Searching for help was painful. All we knew was that DNS round-robin was broken for a seemingly trivial setup. After a lot of googling about, we finally came across a crusty glibc bug report matching our symptoms.
The glibc developers claimed the behavior was not a bug by invoking RFC 3484: Default Address Selection for Internet Protocol version 6 (IPv6). It turns out that this RFC, originally created for IPv6, also impacts people who only care about IPv4 on Linux and Windows.
The RFC's introduction explains what it's about:
The nefarious rule #9 from RFC 3484 kicks in when both the source and destination are on the same subnet. This was the case at Tune, with both the consumer and the datastore instances living happily inside our Virtual Private Cloud.
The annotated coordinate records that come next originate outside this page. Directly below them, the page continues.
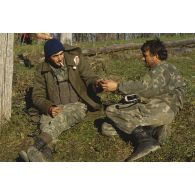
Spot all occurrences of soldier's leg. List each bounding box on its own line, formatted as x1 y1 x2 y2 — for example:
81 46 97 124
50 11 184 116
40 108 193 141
20 102 87 162
40 102 87 143
106 100 174 161
106 99 174 134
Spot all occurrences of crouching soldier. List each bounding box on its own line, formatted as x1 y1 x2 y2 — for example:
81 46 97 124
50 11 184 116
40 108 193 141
102 39 185 161
19 39 102 161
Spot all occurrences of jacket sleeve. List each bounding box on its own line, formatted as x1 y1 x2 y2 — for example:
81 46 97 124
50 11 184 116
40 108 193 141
32 66 54 114
79 56 99 86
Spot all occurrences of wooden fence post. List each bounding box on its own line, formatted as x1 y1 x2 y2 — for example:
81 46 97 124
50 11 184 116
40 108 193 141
0 33 14 125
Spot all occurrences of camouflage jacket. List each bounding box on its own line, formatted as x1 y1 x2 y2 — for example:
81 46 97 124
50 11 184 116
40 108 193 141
32 45 100 114
119 61 185 113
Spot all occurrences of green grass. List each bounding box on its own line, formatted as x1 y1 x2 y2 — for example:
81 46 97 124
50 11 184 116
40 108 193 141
0 35 195 162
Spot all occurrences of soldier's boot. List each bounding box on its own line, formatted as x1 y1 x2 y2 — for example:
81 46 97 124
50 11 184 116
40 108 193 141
19 133 52 162
125 127 160 162
147 125 171 145
102 122 118 137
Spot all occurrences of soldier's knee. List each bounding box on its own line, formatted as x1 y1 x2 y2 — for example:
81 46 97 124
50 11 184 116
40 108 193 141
105 105 117 115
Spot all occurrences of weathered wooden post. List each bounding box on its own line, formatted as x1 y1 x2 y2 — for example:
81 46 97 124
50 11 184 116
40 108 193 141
60 33 72 45
0 33 14 125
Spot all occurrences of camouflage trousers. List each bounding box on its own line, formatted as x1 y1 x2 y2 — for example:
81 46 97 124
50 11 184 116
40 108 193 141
40 102 87 143
106 99 175 134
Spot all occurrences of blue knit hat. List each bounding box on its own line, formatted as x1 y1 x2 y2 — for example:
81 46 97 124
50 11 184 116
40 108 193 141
44 39 65 59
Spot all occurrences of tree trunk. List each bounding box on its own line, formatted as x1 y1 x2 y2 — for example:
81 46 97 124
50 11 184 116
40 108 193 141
60 33 72 45
0 33 14 125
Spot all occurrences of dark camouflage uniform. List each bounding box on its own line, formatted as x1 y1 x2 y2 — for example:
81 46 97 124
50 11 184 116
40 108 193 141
32 46 101 142
106 61 185 134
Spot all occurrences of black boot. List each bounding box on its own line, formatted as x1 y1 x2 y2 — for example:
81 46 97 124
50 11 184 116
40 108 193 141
145 125 171 146
125 127 160 162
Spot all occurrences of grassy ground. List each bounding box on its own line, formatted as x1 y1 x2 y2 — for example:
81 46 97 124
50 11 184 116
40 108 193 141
0 36 195 162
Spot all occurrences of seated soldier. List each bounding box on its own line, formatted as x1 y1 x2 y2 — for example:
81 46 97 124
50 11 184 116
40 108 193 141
101 39 185 161
19 39 102 161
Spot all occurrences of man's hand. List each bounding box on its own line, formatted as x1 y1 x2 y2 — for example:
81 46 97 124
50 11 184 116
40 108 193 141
93 79 103 93
49 106 61 117
101 80 118 91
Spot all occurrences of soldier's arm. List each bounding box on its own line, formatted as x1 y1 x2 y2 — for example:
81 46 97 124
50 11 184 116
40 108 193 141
79 56 100 86
32 66 54 114
118 72 166 97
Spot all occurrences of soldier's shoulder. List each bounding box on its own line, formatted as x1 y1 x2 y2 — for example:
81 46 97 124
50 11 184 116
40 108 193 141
63 44 82 55
36 62 49 72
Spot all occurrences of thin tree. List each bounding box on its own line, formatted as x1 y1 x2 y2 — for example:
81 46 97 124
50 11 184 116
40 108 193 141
0 33 14 125
60 33 72 45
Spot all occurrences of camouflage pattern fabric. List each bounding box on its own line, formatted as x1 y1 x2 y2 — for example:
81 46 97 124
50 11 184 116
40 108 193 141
106 99 175 134
50 60 68 83
40 102 87 143
119 61 185 114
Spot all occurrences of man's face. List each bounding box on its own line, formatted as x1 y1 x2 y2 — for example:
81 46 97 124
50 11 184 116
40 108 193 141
49 51 64 66
143 50 160 68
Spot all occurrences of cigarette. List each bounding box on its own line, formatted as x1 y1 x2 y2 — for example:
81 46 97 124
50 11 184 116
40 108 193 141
60 62 64 66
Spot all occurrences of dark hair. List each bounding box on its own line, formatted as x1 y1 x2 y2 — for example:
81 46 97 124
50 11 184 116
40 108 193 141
141 39 168 60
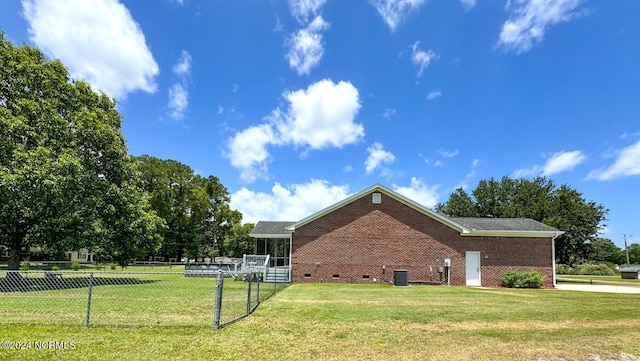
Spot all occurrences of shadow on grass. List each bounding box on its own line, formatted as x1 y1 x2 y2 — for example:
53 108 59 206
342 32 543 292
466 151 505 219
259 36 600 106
0 272 158 293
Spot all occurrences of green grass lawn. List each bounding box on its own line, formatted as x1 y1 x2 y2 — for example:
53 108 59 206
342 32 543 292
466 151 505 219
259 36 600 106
556 275 640 287
0 284 640 361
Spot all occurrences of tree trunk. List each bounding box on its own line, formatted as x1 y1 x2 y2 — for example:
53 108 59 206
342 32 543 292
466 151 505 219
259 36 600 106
9 236 22 271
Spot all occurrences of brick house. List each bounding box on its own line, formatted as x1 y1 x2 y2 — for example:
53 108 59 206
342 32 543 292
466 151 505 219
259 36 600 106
253 184 562 288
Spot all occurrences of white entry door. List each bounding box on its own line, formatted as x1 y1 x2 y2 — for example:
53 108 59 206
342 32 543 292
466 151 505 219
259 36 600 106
465 251 481 286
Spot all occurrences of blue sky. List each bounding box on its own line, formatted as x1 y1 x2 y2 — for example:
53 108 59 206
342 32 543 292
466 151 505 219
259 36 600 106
0 0 640 245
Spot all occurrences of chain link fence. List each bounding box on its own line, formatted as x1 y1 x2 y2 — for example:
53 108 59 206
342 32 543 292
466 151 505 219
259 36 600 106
0 271 286 328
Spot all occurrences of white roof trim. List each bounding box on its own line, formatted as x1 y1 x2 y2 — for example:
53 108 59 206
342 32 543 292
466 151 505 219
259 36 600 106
286 184 471 234
285 184 564 238
249 233 291 238
461 229 564 238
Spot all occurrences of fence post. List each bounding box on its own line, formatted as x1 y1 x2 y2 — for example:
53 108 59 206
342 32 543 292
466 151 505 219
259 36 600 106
84 272 93 327
213 270 224 330
247 273 251 315
256 277 260 305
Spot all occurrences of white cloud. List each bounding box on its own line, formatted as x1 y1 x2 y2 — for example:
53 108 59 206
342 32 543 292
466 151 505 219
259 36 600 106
382 108 396 119
226 124 278 182
392 177 439 208
230 179 350 223
285 15 329 75
172 50 191 78
22 0 159 99
460 0 478 11
289 0 326 23
226 79 364 182
497 0 585 54
542 150 587 176
169 83 189 120
513 150 587 178
438 149 460 158
364 143 396 174
371 0 425 32
411 41 438 78
427 90 442 100
588 141 640 181
270 79 364 149
168 50 191 120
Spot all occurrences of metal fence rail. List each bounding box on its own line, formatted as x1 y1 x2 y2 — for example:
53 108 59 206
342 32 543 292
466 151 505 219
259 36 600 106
0 271 285 328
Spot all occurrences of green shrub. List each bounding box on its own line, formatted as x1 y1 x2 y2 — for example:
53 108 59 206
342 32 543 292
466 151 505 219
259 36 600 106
575 263 616 276
500 270 545 288
556 264 575 275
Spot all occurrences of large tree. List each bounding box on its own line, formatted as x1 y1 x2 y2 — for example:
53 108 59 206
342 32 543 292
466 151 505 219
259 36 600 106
436 177 608 263
136 155 242 259
588 238 626 264
0 32 162 269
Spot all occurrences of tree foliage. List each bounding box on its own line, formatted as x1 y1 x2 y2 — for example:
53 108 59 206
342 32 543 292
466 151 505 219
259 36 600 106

Rule #9 demands a deterministic sort order... completely breaking DNS round-robin!
Since then, the IETF has acknowledged this undesired behavior of RFC 3484. There are also some nice write-ups available on this issue, including this one from Daniel Stenberg.
Once we knew the root cause, we hacked our consumer code to shuffle the IPs coming from DNS. It was gross but let us move forward. With round-robin working, our load was neatly splayed over two cores on each datastore server, the network processing bottleneck was eliminated, and the global throughput bottleneck on the backend was removed.